Itinera hereditatis

May 05, 2022

How does the law of succession bring about its intended effects? How do the assets of the deceased pass to the chosen recipients? In his habilitation monograph, senior research fellow Jan Peter Schmidt of the Max Planck Institute for Comparative and International Private Law analyses the mechanisms of estate administration using an approach that is both historical and comparative.

The law of succession not only determines who is entitled to which of the deceased’s assets, it also provides a process for carrying out the prescribed asset distribution. On the basis of his own taxonomy of estate administration, Schmidt places the German regime in a broad historical and comparative legal context, thereby revealing the structural elements hiding behind the national rules and their particular concepts. He shows why the manifold competing interests can only be reconciled to a certain extent and provides a new perspective on the issue of the heirs’ liability for the debts of the estate. He also explores the margin for reforming German law in this area, which has long been regarded as unsatisfactory. At the same time, the monograph intends to contribute to the gradually developing pan-European discourse on the law of succession.

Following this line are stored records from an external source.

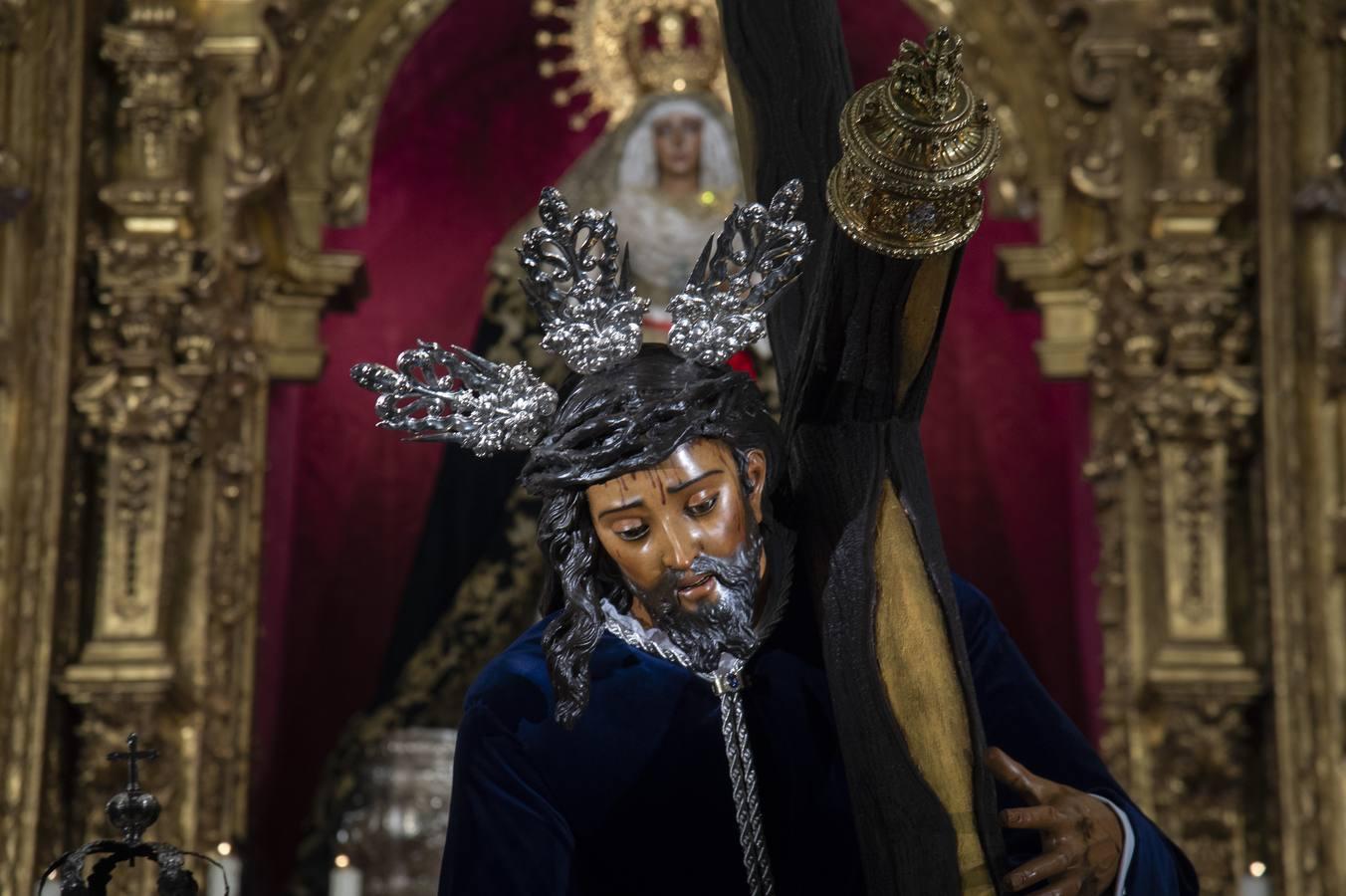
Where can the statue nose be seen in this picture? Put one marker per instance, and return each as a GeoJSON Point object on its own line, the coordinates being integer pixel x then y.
{"type": "Point", "coordinates": [680, 550]}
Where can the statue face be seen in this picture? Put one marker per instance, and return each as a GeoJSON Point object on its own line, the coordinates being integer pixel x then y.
{"type": "Point", "coordinates": [657, 521]}
{"type": "Point", "coordinates": [677, 144]}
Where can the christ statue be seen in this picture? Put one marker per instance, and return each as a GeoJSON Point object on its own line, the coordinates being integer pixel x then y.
{"type": "Point", "coordinates": [754, 672]}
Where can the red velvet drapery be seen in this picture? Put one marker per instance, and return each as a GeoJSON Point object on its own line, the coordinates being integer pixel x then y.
{"type": "Point", "coordinates": [466, 141]}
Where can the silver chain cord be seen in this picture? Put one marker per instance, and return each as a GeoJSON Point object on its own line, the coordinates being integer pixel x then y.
{"type": "Point", "coordinates": [739, 753]}
{"type": "Point", "coordinates": [743, 777]}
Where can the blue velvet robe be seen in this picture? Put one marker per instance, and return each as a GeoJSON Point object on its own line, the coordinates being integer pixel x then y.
{"type": "Point", "coordinates": [635, 799]}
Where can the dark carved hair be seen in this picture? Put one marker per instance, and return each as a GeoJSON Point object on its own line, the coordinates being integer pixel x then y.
{"type": "Point", "coordinates": [612, 423]}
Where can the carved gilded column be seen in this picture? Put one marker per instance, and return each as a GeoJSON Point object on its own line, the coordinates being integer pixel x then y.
{"type": "Point", "coordinates": [172, 402]}
{"type": "Point", "coordinates": [1217, 444]}
{"type": "Point", "coordinates": [147, 356]}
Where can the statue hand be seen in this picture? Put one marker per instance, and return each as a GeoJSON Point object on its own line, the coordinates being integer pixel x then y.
{"type": "Point", "coordinates": [1081, 837]}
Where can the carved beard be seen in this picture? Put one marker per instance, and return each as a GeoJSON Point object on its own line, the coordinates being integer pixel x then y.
{"type": "Point", "coordinates": [714, 627]}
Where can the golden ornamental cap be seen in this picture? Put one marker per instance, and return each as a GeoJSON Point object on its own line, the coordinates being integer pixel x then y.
{"type": "Point", "coordinates": [914, 149]}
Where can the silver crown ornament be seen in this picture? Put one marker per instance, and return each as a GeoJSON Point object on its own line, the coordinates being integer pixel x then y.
{"type": "Point", "coordinates": [576, 280]}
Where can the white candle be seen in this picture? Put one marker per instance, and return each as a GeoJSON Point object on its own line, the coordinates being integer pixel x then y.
{"type": "Point", "coordinates": [344, 879]}
{"type": "Point", "coordinates": [1256, 881]}
{"type": "Point", "coordinates": [230, 869]}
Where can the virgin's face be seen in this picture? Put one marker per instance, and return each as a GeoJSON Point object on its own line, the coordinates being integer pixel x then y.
{"type": "Point", "coordinates": [656, 521]}
{"type": "Point", "coordinates": [677, 144]}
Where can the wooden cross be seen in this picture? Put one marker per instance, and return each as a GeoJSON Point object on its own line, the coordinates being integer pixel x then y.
{"type": "Point", "coordinates": [132, 758]}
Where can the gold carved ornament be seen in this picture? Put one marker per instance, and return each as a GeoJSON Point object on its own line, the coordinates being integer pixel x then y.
{"type": "Point", "coordinates": [916, 146]}
{"type": "Point", "coordinates": [616, 52]}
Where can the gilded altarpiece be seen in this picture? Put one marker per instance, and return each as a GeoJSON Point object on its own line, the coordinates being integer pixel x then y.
{"type": "Point", "coordinates": [165, 171]}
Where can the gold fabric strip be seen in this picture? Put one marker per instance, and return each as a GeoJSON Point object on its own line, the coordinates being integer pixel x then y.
{"type": "Point", "coordinates": [916, 663]}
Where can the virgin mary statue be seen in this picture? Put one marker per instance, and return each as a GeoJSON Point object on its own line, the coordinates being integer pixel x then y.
{"type": "Point", "coordinates": [669, 172]}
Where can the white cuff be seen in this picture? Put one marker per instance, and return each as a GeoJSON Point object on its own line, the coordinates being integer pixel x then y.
{"type": "Point", "coordinates": [1128, 846]}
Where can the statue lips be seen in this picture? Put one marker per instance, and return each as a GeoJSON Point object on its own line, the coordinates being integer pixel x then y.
{"type": "Point", "coordinates": [696, 589]}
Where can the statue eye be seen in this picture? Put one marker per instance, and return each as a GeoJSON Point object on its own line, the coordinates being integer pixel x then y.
{"type": "Point", "coordinates": [703, 506]}
{"type": "Point", "coordinates": [634, 533]}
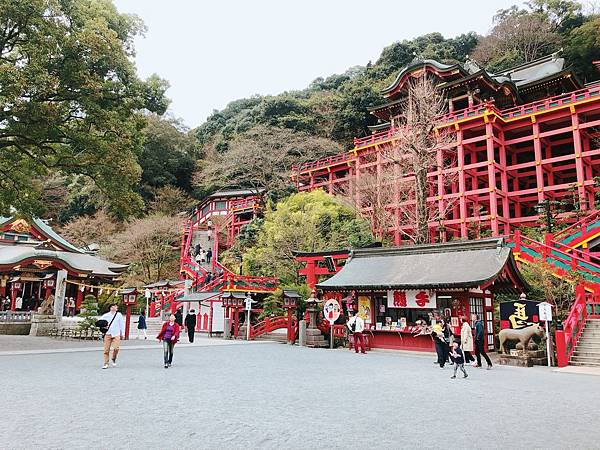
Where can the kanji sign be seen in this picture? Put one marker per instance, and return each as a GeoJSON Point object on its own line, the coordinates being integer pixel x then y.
{"type": "Point", "coordinates": [412, 299]}
{"type": "Point", "coordinates": [331, 310]}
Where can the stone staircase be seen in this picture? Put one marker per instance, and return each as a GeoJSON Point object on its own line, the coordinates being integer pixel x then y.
{"type": "Point", "coordinates": [587, 351]}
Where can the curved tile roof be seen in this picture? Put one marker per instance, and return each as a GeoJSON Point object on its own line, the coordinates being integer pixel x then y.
{"type": "Point", "coordinates": [78, 262]}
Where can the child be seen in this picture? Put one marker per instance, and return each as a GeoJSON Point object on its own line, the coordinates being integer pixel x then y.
{"type": "Point", "coordinates": [459, 360]}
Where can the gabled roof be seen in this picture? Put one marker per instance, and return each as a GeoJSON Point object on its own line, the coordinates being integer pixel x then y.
{"type": "Point", "coordinates": [461, 264]}
{"type": "Point", "coordinates": [11, 255]}
{"type": "Point", "coordinates": [45, 231]}
{"type": "Point", "coordinates": [427, 64]}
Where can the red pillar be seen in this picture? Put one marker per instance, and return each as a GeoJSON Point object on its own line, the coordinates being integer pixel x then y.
{"type": "Point", "coordinates": [79, 298]}
{"type": "Point", "coordinates": [127, 321]}
{"type": "Point", "coordinates": [461, 185]}
{"type": "Point", "coordinates": [493, 196]}
{"type": "Point", "coordinates": [578, 159]}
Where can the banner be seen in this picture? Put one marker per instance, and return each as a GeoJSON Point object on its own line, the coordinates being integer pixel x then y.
{"type": "Point", "coordinates": [420, 299]}
{"type": "Point", "coordinates": [518, 314]}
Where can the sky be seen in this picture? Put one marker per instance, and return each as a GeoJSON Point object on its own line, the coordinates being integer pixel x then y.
{"type": "Point", "coordinates": [214, 52]}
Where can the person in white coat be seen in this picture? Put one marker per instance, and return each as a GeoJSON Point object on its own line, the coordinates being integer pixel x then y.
{"type": "Point", "coordinates": [356, 325]}
{"type": "Point", "coordinates": [466, 340]}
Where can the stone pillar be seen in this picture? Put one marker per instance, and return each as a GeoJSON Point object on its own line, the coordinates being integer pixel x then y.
{"type": "Point", "coordinates": [59, 297]}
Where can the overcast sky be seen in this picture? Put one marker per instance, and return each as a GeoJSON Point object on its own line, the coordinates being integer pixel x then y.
{"type": "Point", "coordinates": [213, 52]}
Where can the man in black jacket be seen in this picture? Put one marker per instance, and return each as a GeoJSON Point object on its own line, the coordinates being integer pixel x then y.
{"type": "Point", "coordinates": [190, 324]}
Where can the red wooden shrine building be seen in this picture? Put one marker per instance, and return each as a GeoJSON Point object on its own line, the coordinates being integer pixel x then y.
{"type": "Point", "coordinates": [31, 254]}
{"type": "Point", "coordinates": [523, 136]}
{"type": "Point", "coordinates": [397, 291]}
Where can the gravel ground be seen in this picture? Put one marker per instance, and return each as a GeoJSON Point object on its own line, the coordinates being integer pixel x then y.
{"type": "Point", "coordinates": [276, 396]}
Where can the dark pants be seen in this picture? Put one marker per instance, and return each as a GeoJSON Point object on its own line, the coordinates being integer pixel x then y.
{"type": "Point", "coordinates": [441, 348]}
{"type": "Point", "coordinates": [468, 357]}
{"type": "Point", "coordinates": [168, 347]}
{"type": "Point", "coordinates": [480, 350]}
{"type": "Point", "coordinates": [358, 337]}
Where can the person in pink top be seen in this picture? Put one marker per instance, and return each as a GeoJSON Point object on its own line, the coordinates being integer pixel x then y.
{"type": "Point", "coordinates": [169, 334]}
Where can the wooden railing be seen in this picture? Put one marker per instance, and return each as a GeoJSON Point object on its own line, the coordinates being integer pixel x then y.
{"type": "Point", "coordinates": [15, 316]}
{"type": "Point", "coordinates": [566, 339]}
{"type": "Point", "coordinates": [271, 324]}
{"type": "Point", "coordinates": [552, 102]}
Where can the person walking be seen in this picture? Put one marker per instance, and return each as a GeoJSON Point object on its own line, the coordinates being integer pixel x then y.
{"type": "Point", "coordinates": [479, 344]}
{"type": "Point", "coordinates": [179, 317]}
{"type": "Point", "coordinates": [114, 334]}
{"type": "Point", "coordinates": [169, 334]}
{"type": "Point", "coordinates": [142, 326]}
{"type": "Point", "coordinates": [466, 340]}
{"type": "Point", "coordinates": [459, 360]}
{"type": "Point", "coordinates": [356, 325]}
{"type": "Point", "coordinates": [439, 340]}
{"type": "Point", "coordinates": [190, 325]}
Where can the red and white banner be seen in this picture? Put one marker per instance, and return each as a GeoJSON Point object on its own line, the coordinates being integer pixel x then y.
{"type": "Point", "coordinates": [412, 299]}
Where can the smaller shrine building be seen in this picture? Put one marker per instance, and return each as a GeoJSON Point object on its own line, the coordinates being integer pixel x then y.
{"type": "Point", "coordinates": [397, 290]}
{"type": "Point", "coordinates": [32, 253]}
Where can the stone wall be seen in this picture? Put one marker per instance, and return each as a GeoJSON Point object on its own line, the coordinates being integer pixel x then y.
{"type": "Point", "coordinates": [21, 328]}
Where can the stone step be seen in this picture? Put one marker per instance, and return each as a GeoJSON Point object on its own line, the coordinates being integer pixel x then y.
{"type": "Point", "coordinates": [585, 359]}
{"type": "Point", "coordinates": [587, 353]}
{"type": "Point", "coordinates": [579, 363]}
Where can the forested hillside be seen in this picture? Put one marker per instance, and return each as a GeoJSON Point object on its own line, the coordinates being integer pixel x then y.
{"type": "Point", "coordinates": [83, 137]}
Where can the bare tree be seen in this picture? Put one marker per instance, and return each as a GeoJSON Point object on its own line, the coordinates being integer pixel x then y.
{"type": "Point", "coordinates": [422, 147]}
{"type": "Point", "coordinates": [373, 196]}
{"type": "Point", "coordinates": [517, 37]}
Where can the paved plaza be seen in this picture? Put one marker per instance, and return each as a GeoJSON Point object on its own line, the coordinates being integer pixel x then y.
{"type": "Point", "coordinates": [270, 395]}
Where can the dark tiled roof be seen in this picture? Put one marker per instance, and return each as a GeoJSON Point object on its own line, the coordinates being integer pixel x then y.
{"type": "Point", "coordinates": [461, 264]}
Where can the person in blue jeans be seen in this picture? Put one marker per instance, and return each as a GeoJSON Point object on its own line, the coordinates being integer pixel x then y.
{"type": "Point", "coordinates": [479, 344]}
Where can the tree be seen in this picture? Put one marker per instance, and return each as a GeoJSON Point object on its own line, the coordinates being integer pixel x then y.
{"type": "Point", "coordinates": [313, 221]}
{"type": "Point", "coordinates": [84, 231]}
{"type": "Point", "coordinates": [519, 36]}
{"type": "Point", "coordinates": [89, 312]}
{"type": "Point", "coordinates": [70, 98]}
{"type": "Point", "coordinates": [168, 156]}
{"type": "Point", "coordinates": [422, 144]}
{"type": "Point", "coordinates": [170, 200]}
{"type": "Point", "coordinates": [263, 158]}
{"type": "Point", "coordinates": [150, 245]}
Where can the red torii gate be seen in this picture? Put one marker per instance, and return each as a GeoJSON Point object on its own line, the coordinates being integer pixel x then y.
{"type": "Point", "coordinates": [324, 263]}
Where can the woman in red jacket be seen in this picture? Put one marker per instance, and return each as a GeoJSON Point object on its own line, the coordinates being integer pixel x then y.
{"type": "Point", "coordinates": [169, 334]}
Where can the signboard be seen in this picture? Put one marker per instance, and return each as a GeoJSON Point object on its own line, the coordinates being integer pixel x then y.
{"type": "Point", "coordinates": [545, 310]}
{"type": "Point", "coordinates": [331, 310]}
{"type": "Point", "coordinates": [420, 299]}
{"type": "Point", "coordinates": [364, 308]}
{"type": "Point", "coordinates": [518, 314]}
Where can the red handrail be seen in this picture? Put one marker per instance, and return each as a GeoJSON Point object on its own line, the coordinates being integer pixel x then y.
{"type": "Point", "coordinates": [567, 338]}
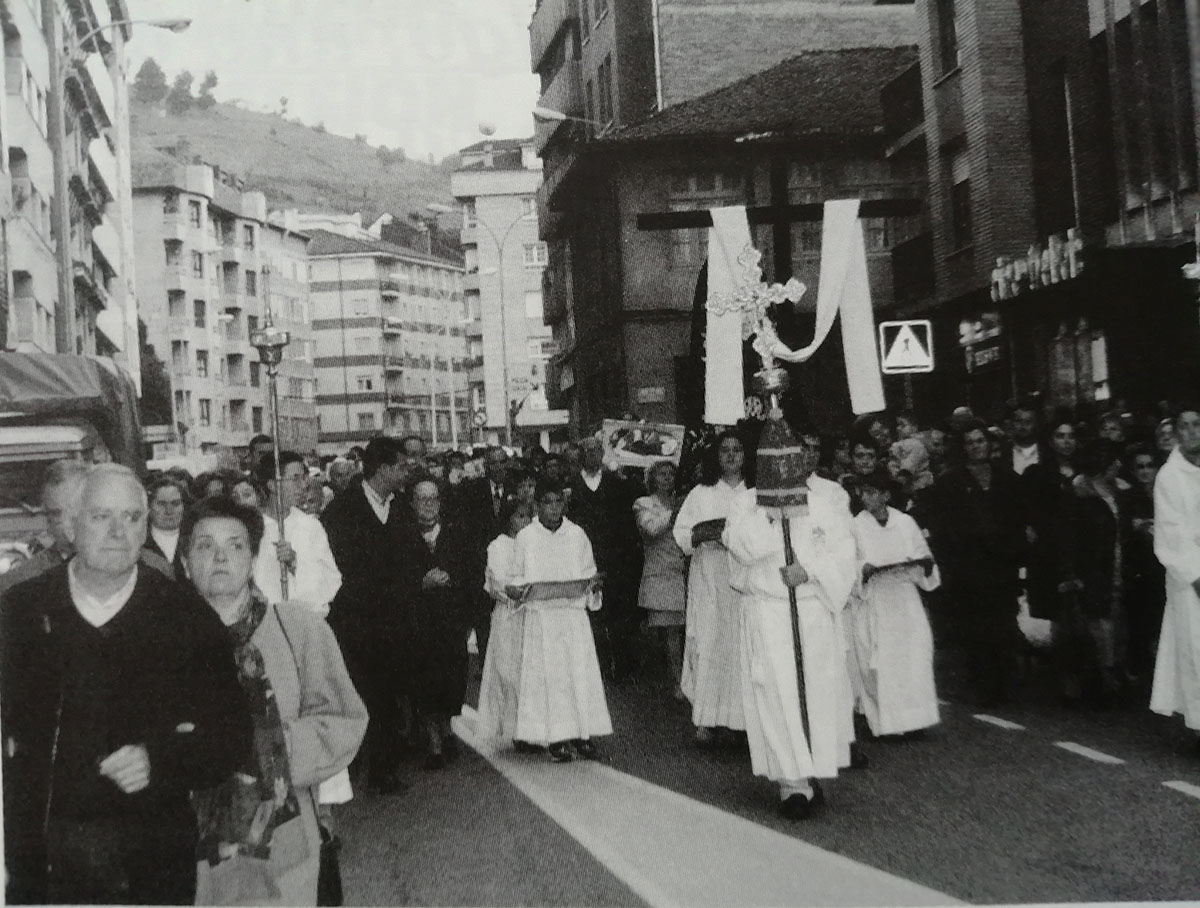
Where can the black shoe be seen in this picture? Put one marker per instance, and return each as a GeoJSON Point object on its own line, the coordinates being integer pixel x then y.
{"type": "Point", "coordinates": [583, 749]}
{"type": "Point", "coordinates": [390, 783]}
{"type": "Point", "coordinates": [559, 752]}
{"type": "Point", "coordinates": [796, 806]}
{"type": "Point", "coordinates": [857, 758]}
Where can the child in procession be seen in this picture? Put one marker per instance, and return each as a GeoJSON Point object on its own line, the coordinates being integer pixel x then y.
{"type": "Point", "coordinates": [561, 701]}
{"type": "Point", "coordinates": [892, 643]}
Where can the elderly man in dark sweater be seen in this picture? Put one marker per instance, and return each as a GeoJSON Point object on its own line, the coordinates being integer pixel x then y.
{"type": "Point", "coordinates": [119, 696]}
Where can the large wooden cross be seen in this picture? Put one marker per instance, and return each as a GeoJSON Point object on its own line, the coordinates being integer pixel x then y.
{"type": "Point", "coordinates": [780, 215]}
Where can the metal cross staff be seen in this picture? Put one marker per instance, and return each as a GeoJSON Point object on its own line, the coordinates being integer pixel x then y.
{"type": "Point", "coordinates": [270, 342]}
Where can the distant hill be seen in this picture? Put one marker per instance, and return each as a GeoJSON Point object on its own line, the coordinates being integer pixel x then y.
{"type": "Point", "coordinates": [294, 166]}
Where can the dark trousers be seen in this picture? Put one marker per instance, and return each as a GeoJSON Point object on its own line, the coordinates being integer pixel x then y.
{"type": "Point", "coordinates": [121, 861]}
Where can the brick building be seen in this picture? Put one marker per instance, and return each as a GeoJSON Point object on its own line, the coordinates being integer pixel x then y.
{"type": "Point", "coordinates": [1038, 119]}
{"type": "Point", "coordinates": [805, 131]}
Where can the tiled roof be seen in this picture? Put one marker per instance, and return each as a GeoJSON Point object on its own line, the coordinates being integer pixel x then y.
{"type": "Point", "coordinates": [327, 242]}
{"type": "Point", "coordinates": [825, 92]}
{"type": "Point", "coordinates": [497, 145]}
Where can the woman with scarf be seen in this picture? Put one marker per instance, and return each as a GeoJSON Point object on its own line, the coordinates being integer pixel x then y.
{"type": "Point", "coordinates": [259, 839]}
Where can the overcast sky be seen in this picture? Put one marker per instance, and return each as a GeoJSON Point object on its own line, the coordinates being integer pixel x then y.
{"type": "Point", "coordinates": [415, 73]}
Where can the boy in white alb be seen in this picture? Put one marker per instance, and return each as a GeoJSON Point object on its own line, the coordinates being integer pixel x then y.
{"type": "Point", "coordinates": [561, 702]}
{"type": "Point", "coordinates": [892, 642]}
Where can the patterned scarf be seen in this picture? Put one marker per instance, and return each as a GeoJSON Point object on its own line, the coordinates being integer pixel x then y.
{"type": "Point", "coordinates": [240, 815]}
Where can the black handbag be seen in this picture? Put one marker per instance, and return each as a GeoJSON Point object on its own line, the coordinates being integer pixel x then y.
{"type": "Point", "coordinates": [329, 876]}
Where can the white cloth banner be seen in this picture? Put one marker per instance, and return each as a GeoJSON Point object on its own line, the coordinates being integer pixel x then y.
{"type": "Point", "coordinates": [844, 287]}
{"type": "Point", "coordinates": [724, 396]}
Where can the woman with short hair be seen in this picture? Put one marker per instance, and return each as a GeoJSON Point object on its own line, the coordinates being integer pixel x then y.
{"type": "Point", "coordinates": [259, 837]}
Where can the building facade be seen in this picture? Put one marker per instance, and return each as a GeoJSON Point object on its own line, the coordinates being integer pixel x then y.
{"type": "Point", "coordinates": [618, 299]}
{"type": "Point", "coordinates": [509, 343]}
{"type": "Point", "coordinates": [1061, 148]}
{"type": "Point", "coordinates": [210, 265]}
{"type": "Point", "coordinates": [66, 157]}
{"type": "Point", "coordinates": [390, 346]}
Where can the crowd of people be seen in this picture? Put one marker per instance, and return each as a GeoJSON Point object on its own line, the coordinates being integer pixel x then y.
{"type": "Point", "coordinates": [270, 641]}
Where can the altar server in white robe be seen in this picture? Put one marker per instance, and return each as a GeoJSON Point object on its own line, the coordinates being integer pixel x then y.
{"type": "Point", "coordinates": [893, 645]}
{"type": "Point", "coordinates": [822, 576]}
{"type": "Point", "coordinates": [561, 701]}
{"type": "Point", "coordinates": [712, 674]}
{"type": "Point", "coordinates": [1177, 546]}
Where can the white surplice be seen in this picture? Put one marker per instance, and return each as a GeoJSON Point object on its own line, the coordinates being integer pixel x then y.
{"type": "Point", "coordinates": [825, 546]}
{"type": "Point", "coordinates": [561, 692]}
{"type": "Point", "coordinates": [501, 683]}
{"type": "Point", "coordinates": [1177, 546]}
{"type": "Point", "coordinates": [712, 673]}
{"type": "Point", "coordinates": [893, 644]}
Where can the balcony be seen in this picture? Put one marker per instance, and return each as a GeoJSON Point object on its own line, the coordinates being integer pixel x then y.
{"type": "Point", "coordinates": [549, 19]}
{"type": "Point", "coordinates": [563, 94]}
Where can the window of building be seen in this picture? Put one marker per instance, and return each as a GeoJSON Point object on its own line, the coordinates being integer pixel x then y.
{"type": "Point", "coordinates": [947, 35]}
{"type": "Point", "coordinates": [535, 254]}
{"type": "Point", "coordinates": [604, 82]}
{"type": "Point", "coordinates": [533, 305]}
{"type": "Point", "coordinates": [960, 200]}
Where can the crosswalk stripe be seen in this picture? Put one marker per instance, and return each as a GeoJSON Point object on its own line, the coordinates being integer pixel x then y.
{"type": "Point", "coordinates": [999, 722]}
{"type": "Point", "coordinates": [1186, 787]}
{"type": "Point", "coordinates": [1098, 756]}
{"type": "Point", "coordinates": [675, 851]}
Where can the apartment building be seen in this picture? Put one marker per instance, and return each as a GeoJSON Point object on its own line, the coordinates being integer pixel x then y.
{"type": "Point", "coordinates": [1060, 140]}
{"type": "Point", "coordinates": [69, 248]}
{"type": "Point", "coordinates": [210, 268]}
{"type": "Point", "coordinates": [390, 347]}
{"type": "Point", "coordinates": [509, 343]}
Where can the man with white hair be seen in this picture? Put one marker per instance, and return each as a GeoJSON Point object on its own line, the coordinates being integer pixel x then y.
{"type": "Point", "coordinates": [119, 696]}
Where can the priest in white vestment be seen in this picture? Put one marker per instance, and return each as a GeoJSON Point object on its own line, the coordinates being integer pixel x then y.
{"type": "Point", "coordinates": [1177, 546]}
{"type": "Point", "coordinates": [893, 644]}
{"type": "Point", "coordinates": [561, 702]}
{"type": "Point", "coordinates": [822, 577]}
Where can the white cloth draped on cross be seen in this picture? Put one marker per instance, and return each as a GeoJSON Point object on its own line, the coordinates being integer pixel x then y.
{"type": "Point", "coordinates": [738, 301]}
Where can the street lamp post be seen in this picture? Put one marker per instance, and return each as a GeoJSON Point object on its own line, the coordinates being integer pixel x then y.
{"type": "Point", "coordinates": [59, 67]}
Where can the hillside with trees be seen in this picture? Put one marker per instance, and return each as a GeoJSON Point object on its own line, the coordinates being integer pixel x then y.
{"type": "Point", "coordinates": [294, 164]}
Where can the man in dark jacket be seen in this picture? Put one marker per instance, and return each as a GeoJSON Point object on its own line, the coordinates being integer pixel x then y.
{"type": "Point", "coordinates": [369, 614]}
{"type": "Point", "coordinates": [603, 504]}
{"type": "Point", "coordinates": [119, 696]}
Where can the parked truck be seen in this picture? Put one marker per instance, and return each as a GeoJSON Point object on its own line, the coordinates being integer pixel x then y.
{"type": "Point", "coordinates": [55, 407]}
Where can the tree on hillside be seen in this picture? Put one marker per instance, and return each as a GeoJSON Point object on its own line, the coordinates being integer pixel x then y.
{"type": "Point", "coordinates": [179, 98]}
{"type": "Point", "coordinates": [205, 100]}
{"type": "Point", "coordinates": [150, 83]}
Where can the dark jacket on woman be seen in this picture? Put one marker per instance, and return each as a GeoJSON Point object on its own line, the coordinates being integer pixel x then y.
{"type": "Point", "coordinates": [161, 674]}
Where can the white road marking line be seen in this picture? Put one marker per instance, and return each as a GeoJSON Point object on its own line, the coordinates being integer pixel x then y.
{"type": "Point", "coordinates": [1099, 757]}
{"type": "Point", "coordinates": [1186, 787]}
{"type": "Point", "coordinates": [675, 851]}
{"type": "Point", "coordinates": [999, 722]}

Priv.-Doz. Dr. Jan Peter Schmidt studied law in Constance and at Complutense University of Madrid. He has been a research fellow at the Institute since 2004, serving as head of the Latin America section from 2004 to 2011, and since 2020 as director of the Centre for the Application of Foreign Law. In 2020, he habilitated through the University of Regensburg and received his venia legendi in private law, comparative law, private international law, legal history, and European private law.

Jan Peter Schmidt, Itinera hereditatis – Strukturen der Nachlassabwicklung in historisch-vergleichender Perspektive (Jus Privatum, 258), Universität Regensburg 2020, Tübingen 2022, Habilitation Thesis, XXVII + 740 pp.